We humans see streaks as indications of non-randomness, but streaks do occur in genuine random phenomena—usually more than we think. There are famous activities about this, like the one where you ask students to (secretly) create “realistic” sequences of 100 heads-or-tails coin flips along with genuine sequences from a fair coin. The wise, omniscient teacher then immediately distinguishes the fakes from the reals (or as we used to say, the pukka from the ersatz). How? The fair coin is streakier.
We can learn more about streakiness through simulation. You know how to make a sequence of fair coin flips in Fathom. But how do you calculate the lengths of the streaks? The key function: runLength( ).
- New document, new table, new attribute called coins.
- Give coins the formula randomPick( “H”, “T” )
- Second attribute. Call it run.
- Give run the formula runLength( coins )
The results look strange at first. Run shows you how many coins have been the same since the last change. How shall we use this sequence of numbers?
The first thing we want to know is, what is the longest streak? That turns out to be easy: it’s the maximum value of run. You can find that in a dot plot or however you like.
But what we really want to know is, if I got a longest streak of 11 in 500 flips (and I just did) is that unusual? For that we need to create a sampling distribution of the maximum run length. And for that we use measures.
- Using the collection inspector (double-click the collection) go to the Measures panel and make a <new> measure called longest.
- Give it this formula: max(run). The maximum length should appear in the box, as shown.
- Collect measures. At least 100. Make a graph of longest.
So here (below) are the maximum lengths from 100 simulations of 500 coin flips. As you can see, a streak of 11 is not unusual at all. In fact, having 6 or fewer as the maximum streak length is reason to doubt that the coins are fair and the sequence is random.
The Distribution of Streak Lengths in a Single Sequence
Using runLength( ) in that way will solve a lot of typical problems for you. But Jackie Pau from Jack Yates High School in Houston asked a more elaborate question. He called tech support at Key, and the question eventually found its way to me.

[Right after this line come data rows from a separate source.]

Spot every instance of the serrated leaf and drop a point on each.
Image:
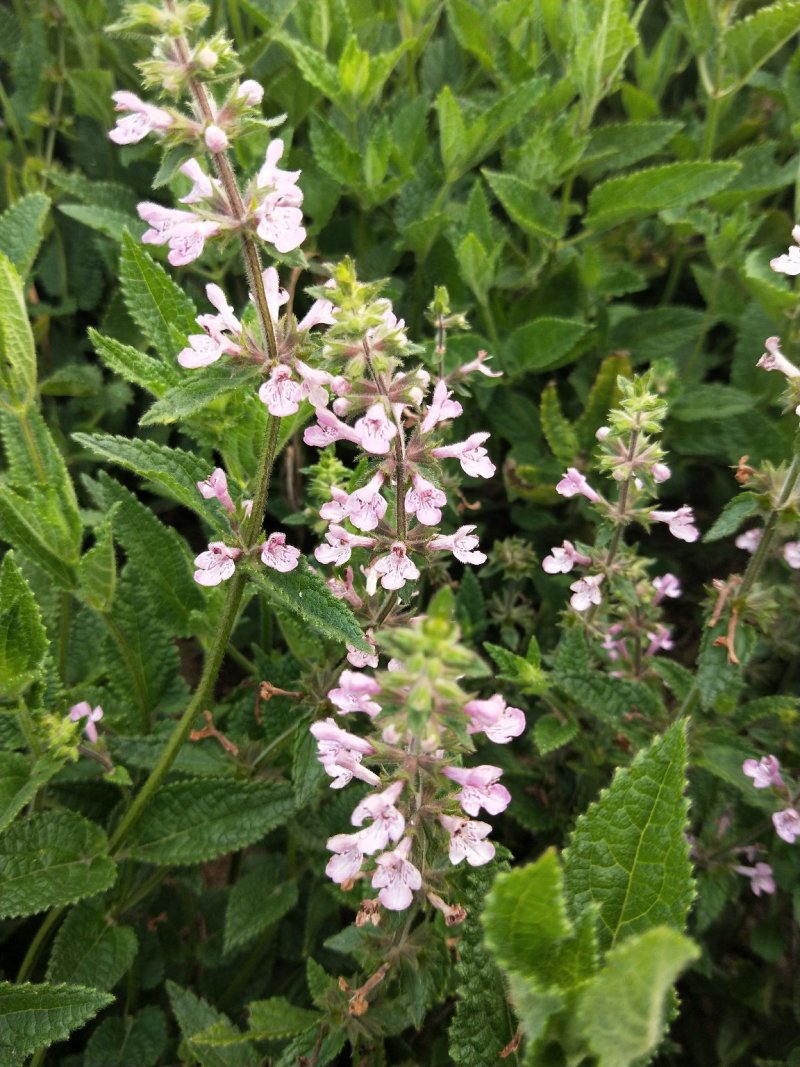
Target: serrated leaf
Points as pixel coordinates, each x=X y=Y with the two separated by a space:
x=621 y=1013
x=304 y=593
x=35 y=1016
x=21 y=231
x=51 y=859
x=628 y=854
x=22 y=636
x=196 y=821
x=91 y=951
x=655 y=189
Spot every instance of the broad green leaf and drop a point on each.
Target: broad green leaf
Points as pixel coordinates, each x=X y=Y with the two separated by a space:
x=195 y=821
x=21 y=231
x=22 y=637
x=653 y=190
x=51 y=859
x=89 y=950
x=621 y=1013
x=628 y=854
x=159 y=307
x=17 y=353
x=304 y=593
x=35 y=1016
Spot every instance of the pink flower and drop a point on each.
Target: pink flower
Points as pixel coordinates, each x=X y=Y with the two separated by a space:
x=217 y=564
x=586 y=591
x=278 y=555
x=480 y=789
x=681 y=523
x=425 y=500
x=353 y=694
x=573 y=483
x=395 y=569
x=216 y=488
x=396 y=877
x=765 y=773
x=473 y=457
x=340 y=544
x=143 y=118
x=499 y=721
x=561 y=560
x=466 y=841
x=84 y=711
x=441 y=408
x=787 y=825
x=388 y=824
x=463 y=544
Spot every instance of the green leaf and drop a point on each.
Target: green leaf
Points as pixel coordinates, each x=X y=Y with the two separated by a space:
x=655 y=189
x=628 y=854
x=89 y=950
x=621 y=1013
x=17 y=353
x=51 y=859
x=159 y=307
x=22 y=637
x=35 y=1016
x=21 y=231
x=195 y=821
x=304 y=593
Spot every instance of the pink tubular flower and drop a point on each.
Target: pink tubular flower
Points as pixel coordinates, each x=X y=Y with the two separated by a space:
x=681 y=523
x=562 y=559
x=395 y=569
x=340 y=544
x=425 y=500
x=217 y=564
x=573 y=483
x=463 y=544
x=396 y=877
x=499 y=721
x=586 y=591
x=480 y=789
x=466 y=841
x=765 y=773
x=92 y=715
x=441 y=408
x=278 y=555
x=787 y=825
x=353 y=694
x=388 y=824
x=143 y=118
x=470 y=454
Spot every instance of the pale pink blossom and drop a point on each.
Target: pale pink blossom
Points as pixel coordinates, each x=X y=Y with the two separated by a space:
x=787 y=825
x=278 y=555
x=586 y=592
x=499 y=721
x=480 y=789
x=681 y=523
x=562 y=559
x=216 y=488
x=395 y=569
x=217 y=564
x=388 y=824
x=463 y=544
x=425 y=500
x=143 y=118
x=766 y=773
x=92 y=715
x=441 y=408
x=473 y=457
x=466 y=841
x=396 y=877
x=574 y=483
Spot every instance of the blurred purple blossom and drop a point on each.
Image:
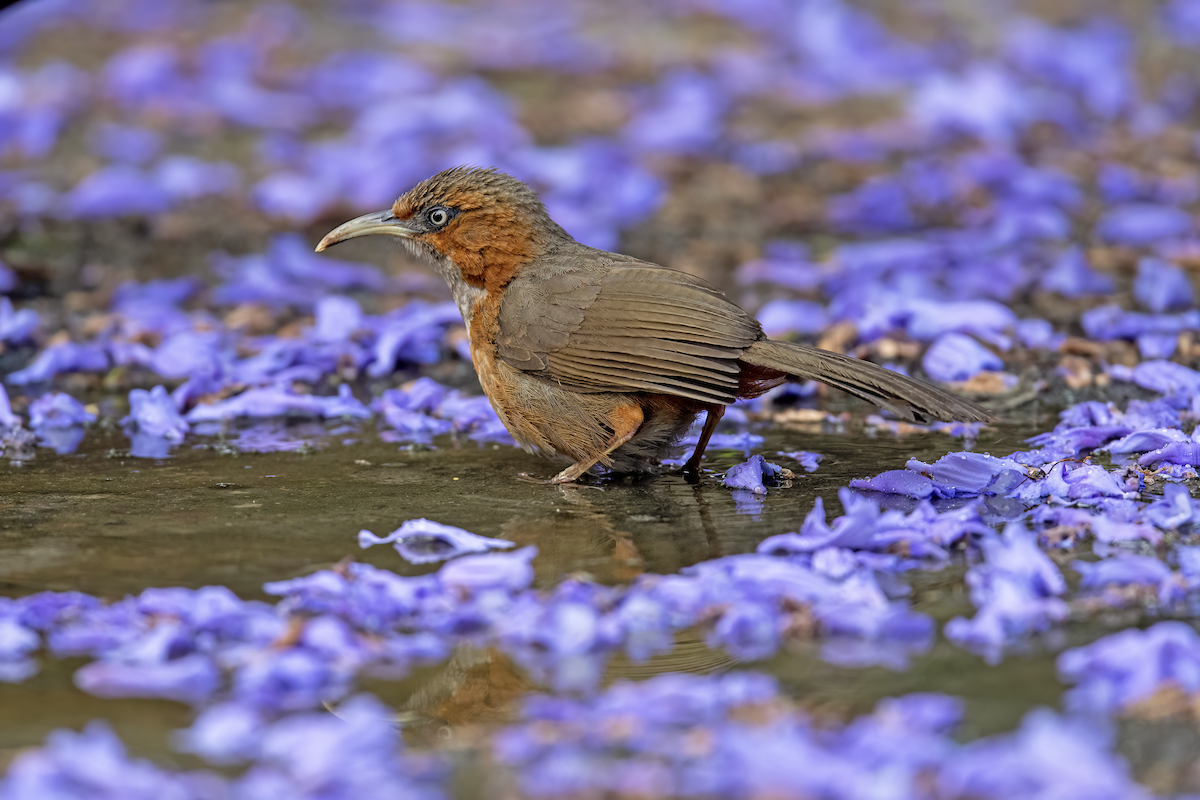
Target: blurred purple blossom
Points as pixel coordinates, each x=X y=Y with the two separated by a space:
x=1144 y=223
x=154 y=413
x=58 y=410
x=1161 y=286
x=1015 y=591
x=1072 y=276
x=957 y=356
x=897 y=481
x=64 y=356
x=17 y=326
x=117 y=191
x=1122 y=668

The question was, can you get the distribution of streak lengths? Of course you can! But it’s a little tricky [, grasshopper], so I’m glad you asked.
So put aside the measures and let’s go back to the two columns. We have a column of heads and tails, and a column of run lengths. We’d like to get the lengths of all of the streaks. So, looking at the run column, how do you know a new streak is starting?
Answer: the number in run is the length of the streak if the next number is “1”.
So we want a new column (let’s call is streak) which has the length of the streak if it’s the last coin in the streak and nothing otherwise. That is, in 500 coins, we’ll have fewer than 500 streaks.
And here is the formula, which should be mostly self-explanatory:
- See how next( ) works?
- The double-double quotes are an empty string. And that means it will be blank.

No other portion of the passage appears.